How much Microsoft loves Google is known by all.
Both companies have locked horns on a number of fronts, jabbing at each other. Microsoft even put up media campaigns to bring to notice what it calls malpractices by Google.
The war recently took a turn for the worse when Google announced that it will not be bringing any of its services to the Windows Phone or Windows 8 platform. As Andrew recently pointed out, even as trivial a thing as the YouTube API has been in the news for all the wrong reasons.
Shiesty, if you ask me, very sheisty.
While the war escalated in that part of the technology world, The Federal Trade Commission was probing Google for antitrust reasons. The decision was recently announced, and according to most analysts, Google got away pretty much scot-free.
Microsoft is understandably very disappointed with what Google is doing. Dave Heiner, Vice President & Deputy General Counsel at Microsoft released a statement on the TechNet blog:
“The FTC took steps today to address some of Google’s improper business practices. We find it troubling that the agency did not adhere to its own standard procedures that call for the agency to obtain industry input on proposed relief and secure it through an enforceable consent decree.
The FTC’s overall resolution of this matter is weak and—frankly—unusual. We are concerned that the FTC may not have obtained adequate relief even on the few subjects that Google has agreed to address.”

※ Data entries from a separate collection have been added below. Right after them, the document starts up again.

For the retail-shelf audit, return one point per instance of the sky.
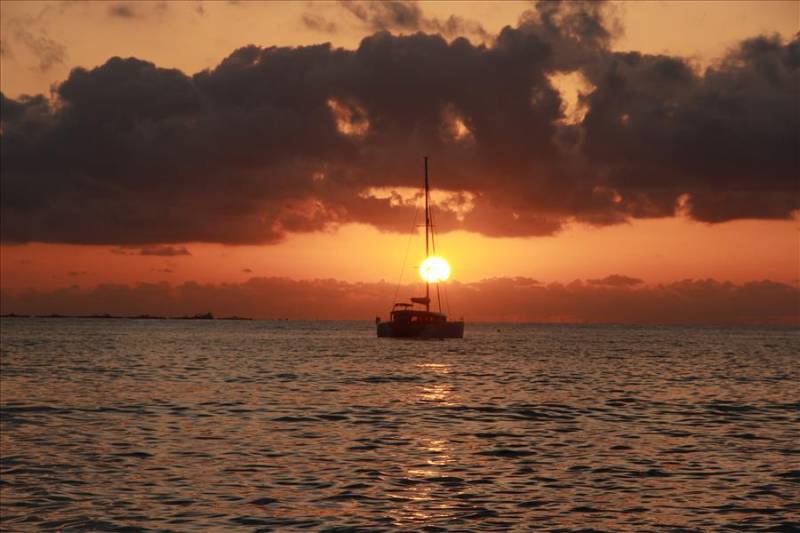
(232, 147)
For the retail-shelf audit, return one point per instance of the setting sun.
(434, 269)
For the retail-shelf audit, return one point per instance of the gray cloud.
(278, 140)
(404, 15)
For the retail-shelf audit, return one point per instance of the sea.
(213, 425)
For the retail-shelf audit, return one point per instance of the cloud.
(616, 280)
(499, 299)
(123, 10)
(405, 16)
(25, 34)
(317, 22)
(159, 251)
(279, 140)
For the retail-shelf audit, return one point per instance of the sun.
(434, 269)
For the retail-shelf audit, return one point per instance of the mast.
(427, 226)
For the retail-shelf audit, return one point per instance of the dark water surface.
(214, 425)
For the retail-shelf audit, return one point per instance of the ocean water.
(220, 425)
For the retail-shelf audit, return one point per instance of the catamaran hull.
(444, 330)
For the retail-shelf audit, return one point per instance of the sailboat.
(408, 321)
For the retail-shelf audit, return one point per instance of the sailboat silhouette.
(409, 322)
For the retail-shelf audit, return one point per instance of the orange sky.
(193, 36)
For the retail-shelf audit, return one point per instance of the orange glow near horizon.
(657, 251)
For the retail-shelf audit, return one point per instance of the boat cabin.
(414, 316)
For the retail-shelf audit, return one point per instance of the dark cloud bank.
(277, 140)
(502, 299)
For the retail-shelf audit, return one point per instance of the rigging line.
(408, 247)
(446, 300)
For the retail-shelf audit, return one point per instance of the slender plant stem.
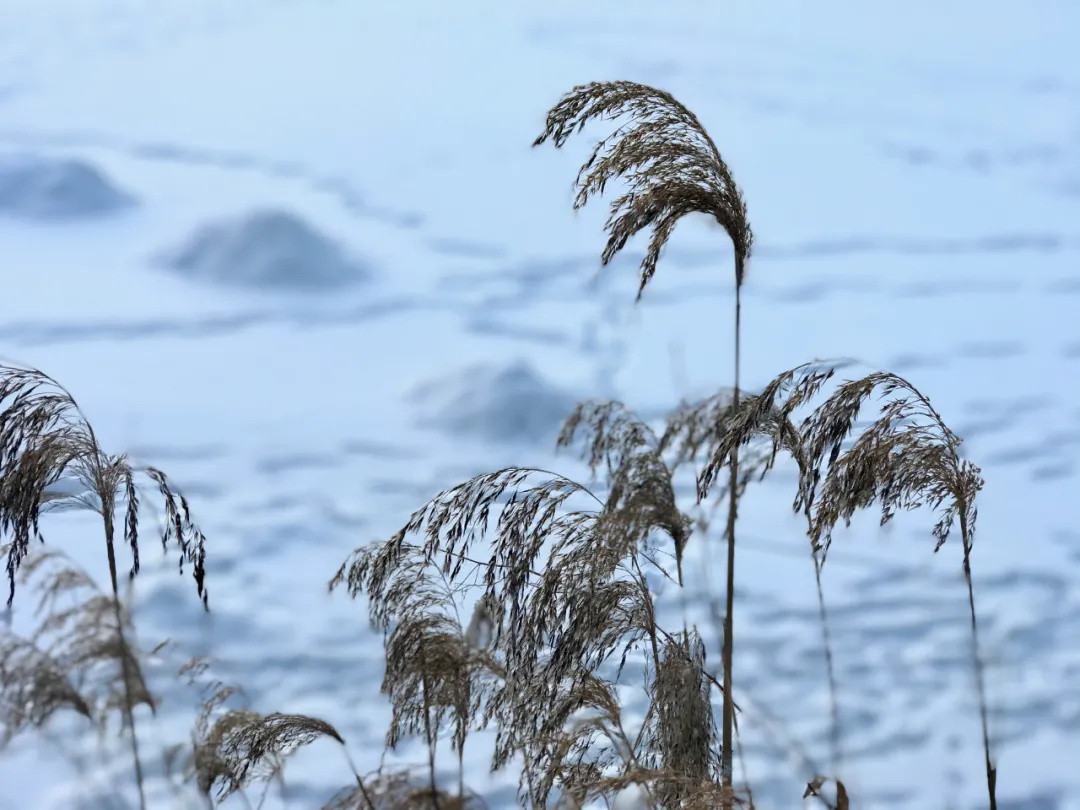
(728, 717)
(431, 747)
(107, 505)
(834, 705)
(991, 773)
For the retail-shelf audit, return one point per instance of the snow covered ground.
(913, 176)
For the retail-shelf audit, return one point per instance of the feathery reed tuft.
(671, 165)
(45, 440)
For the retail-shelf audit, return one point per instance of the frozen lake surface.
(913, 178)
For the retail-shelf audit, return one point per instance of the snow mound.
(265, 248)
(500, 404)
(56, 188)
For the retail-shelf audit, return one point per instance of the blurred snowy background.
(300, 254)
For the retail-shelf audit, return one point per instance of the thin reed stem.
(991, 773)
(728, 716)
(107, 504)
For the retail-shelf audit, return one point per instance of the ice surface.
(910, 173)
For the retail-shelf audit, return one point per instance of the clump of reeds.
(907, 458)
(78, 657)
(559, 571)
(46, 441)
(672, 167)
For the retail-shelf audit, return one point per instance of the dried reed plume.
(672, 167)
(45, 440)
(232, 747)
(77, 657)
(697, 431)
(906, 459)
(564, 594)
(397, 790)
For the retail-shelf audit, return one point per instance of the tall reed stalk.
(672, 167)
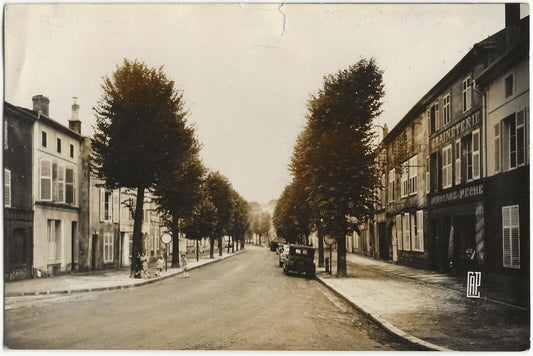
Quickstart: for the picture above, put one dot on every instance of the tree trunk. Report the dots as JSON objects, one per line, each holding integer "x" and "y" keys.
{"x": 341, "y": 257}
{"x": 197, "y": 242}
{"x": 320, "y": 249}
{"x": 175, "y": 240}
{"x": 136, "y": 248}
{"x": 211, "y": 247}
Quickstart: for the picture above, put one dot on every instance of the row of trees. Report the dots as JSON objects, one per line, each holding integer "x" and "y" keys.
{"x": 143, "y": 141}
{"x": 333, "y": 161}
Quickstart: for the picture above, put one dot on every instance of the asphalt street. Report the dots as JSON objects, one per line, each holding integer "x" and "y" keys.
{"x": 242, "y": 303}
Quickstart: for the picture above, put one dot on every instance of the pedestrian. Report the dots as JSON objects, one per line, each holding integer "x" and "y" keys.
{"x": 184, "y": 264}
{"x": 138, "y": 265}
{"x": 144, "y": 260}
{"x": 160, "y": 264}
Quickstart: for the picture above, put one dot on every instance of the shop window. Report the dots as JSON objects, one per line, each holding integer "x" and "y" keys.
{"x": 7, "y": 187}
{"x": 108, "y": 248}
{"x": 511, "y": 236}
{"x": 467, "y": 94}
{"x": 447, "y": 166}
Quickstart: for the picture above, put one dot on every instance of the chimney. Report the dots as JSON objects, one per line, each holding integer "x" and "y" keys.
{"x": 512, "y": 24}
{"x": 40, "y": 104}
{"x": 74, "y": 123}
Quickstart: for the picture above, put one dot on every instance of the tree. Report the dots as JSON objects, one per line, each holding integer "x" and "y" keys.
{"x": 177, "y": 191}
{"x": 335, "y": 156}
{"x": 202, "y": 220}
{"x": 219, "y": 191}
{"x": 139, "y": 118}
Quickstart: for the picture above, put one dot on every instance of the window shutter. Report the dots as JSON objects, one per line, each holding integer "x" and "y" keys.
{"x": 116, "y": 206}
{"x": 102, "y": 204}
{"x": 497, "y": 156}
{"x": 7, "y": 187}
{"x": 399, "y": 232}
{"x": 475, "y": 155}
{"x": 46, "y": 180}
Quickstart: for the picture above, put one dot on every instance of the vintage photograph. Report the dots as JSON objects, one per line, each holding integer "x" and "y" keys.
{"x": 266, "y": 176}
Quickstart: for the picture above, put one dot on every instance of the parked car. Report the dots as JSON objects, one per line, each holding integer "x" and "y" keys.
{"x": 283, "y": 254}
{"x": 300, "y": 260}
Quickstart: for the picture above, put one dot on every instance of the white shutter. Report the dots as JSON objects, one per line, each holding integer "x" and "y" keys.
{"x": 420, "y": 230}
{"x": 476, "y": 169}
{"x": 116, "y": 206}
{"x": 102, "y": 204}
{"x": 7, "y": 187}
{"x": 399, "y": 232}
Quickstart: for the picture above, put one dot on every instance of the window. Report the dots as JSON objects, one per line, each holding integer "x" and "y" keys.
{"x": 404, "y": 188}
{"x": 467, "y": 94}
{"x": 46, "y": 180}
{"x": 105, "y": 205}
{"x": 6, "y": 128}
{"x": 108, "y": 248}
{"x": 417, "y": 225}
{"x": 509, "y": 85}
{"x": 54, "y": 239}
{"x": 457, "y": 162}
{"x": 392, "y": 181}
{"x": 7, "y": 187}
{"x": 447, "y": 166}
{"x": 497, "y": 159}
{"x": 428, "y": 177}
{"x": 433, "y": 117}
{"x": 70, "y": 187}
{"x": 511, "y": 236}
{"x": 413, "y": 174}
{"x": 446, "y": 110}
{"x": 476, "y": 162}
{"x": 406, "y": 232}
{"x": 116, "y": 206}
{"x": 58, "y": 182}
{"x": 399, "y": 230}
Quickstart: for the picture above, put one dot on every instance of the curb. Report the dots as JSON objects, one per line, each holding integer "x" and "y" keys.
{"x": 385, "y": 325}
{"x": 116, "y": 287}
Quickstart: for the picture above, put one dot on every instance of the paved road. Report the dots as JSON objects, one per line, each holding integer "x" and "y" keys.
{"x": 242, "y": 303}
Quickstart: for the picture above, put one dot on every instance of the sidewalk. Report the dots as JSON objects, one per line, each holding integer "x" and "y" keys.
{"x": 430, "y": 310}
{"x": 99, "y": 280}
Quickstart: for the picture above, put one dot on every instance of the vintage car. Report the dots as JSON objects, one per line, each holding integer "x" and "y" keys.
{"x": 283, "y": 254}
{"x": 300, "y": 261}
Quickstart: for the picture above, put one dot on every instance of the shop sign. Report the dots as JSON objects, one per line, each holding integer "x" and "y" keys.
{"x": 465, "y": 125}
{"x": 457, "y": 195}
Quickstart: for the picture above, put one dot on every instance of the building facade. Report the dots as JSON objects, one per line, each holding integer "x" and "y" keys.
{"x": 505, "y": 85}
{"x": 18, "y": 210}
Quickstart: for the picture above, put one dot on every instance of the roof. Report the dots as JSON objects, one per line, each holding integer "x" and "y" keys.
{"x": 31, "y": 114}
{"x": 480, "y": 51}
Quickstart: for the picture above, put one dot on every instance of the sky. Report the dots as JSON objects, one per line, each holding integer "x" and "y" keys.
{"x": 246, "y": 70}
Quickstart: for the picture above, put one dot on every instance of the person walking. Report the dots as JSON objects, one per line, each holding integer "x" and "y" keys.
{"x": 160, "y": 264}
{"x": 184, "y": 263}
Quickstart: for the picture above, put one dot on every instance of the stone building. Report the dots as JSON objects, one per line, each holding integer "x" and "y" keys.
{"x": 505, "y": 84}
{"x": 18, "y": 210}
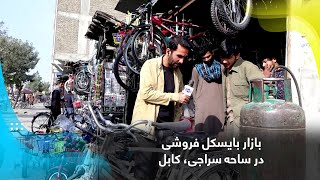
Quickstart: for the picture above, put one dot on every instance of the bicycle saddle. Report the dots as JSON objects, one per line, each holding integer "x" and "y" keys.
{"x": 191, "y": 136}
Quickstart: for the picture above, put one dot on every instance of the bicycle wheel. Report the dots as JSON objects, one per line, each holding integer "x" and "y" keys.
{"x": 54, "y": 174}
{"x": 236, "y": 13}
{"x": 143, "y": 49}
{"x": 129, "y": 81}
{"x": 40, "y": 123}
{"x": 218, "y": 21}
{"x": 82, "y": 82}
{"x": 67, "y": 85}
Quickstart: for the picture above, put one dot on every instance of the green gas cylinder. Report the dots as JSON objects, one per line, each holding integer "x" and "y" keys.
{"x": 279, "y": 125}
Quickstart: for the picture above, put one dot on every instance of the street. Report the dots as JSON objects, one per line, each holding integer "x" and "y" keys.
{"x": 34, "y": 165}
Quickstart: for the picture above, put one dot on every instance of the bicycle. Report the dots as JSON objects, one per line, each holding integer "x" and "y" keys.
{"x": 43, "y": 122}
{"x": 117, "y": 150}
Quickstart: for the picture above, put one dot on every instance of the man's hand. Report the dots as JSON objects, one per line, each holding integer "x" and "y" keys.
{"x": 267, "y": 70}
{"x": 183, "y": 99}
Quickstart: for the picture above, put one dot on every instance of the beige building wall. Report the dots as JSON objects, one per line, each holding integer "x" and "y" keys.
{"x": 72, "y": 19}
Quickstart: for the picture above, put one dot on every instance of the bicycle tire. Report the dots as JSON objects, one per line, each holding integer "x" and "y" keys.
{"x": 157, "y": 35}
{"x": 79, "y": 86}
{"x": 52, "y": 174}
{"x": 131, "y": 87}
{"x": 218, "y": 21}
{"x": 242, "y": 23}
{"x": 45, "y": 123}
{"x": 67, "y": 86}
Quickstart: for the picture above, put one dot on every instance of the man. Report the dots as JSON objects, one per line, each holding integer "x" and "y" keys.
{"x": 207, "y": 93}
{"x": 56, "y": 100}
{"x": 158, "y": 99}
{"x": 236, "y": 78}
{"x": 161, "y": 86}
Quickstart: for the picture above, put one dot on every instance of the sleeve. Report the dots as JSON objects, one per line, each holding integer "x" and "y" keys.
{"x": 195, "y": 79}
{"x": 253, "y": 72}
{"x": 148, "y": 92}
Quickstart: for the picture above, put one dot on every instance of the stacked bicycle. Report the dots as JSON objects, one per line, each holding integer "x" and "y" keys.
{"x": 138, "y": 42}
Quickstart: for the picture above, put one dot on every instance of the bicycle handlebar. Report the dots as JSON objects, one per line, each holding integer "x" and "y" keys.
{"x": 174, "y": 126}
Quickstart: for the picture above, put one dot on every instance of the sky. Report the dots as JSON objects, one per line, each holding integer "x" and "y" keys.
{"x": 32, "y": 21}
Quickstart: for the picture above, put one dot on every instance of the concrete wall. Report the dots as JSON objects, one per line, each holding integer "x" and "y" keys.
{"x": 71, "y": 22}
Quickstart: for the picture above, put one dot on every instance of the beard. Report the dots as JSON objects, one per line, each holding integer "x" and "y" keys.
{"x": 172, "y": 64}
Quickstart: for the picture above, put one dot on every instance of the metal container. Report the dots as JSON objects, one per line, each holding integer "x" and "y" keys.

The Redmond giant still has hopes to see Google punished for its business practices, as a few other antitrust agencies (both in United States and other countries) are still investigating the search engine company:
“We remain hopeful that these agencies will stick to their established procedures, ensure transparency, and obtain the additional relief needed to address the serious competition law concerns that remain.”
Nevertheless, this has shades of the technology wars of late the 80s and 90s
Some would go as far to term this behavior by the technology titans as childish, because at the end of the day the only one that suffers are the users themselves.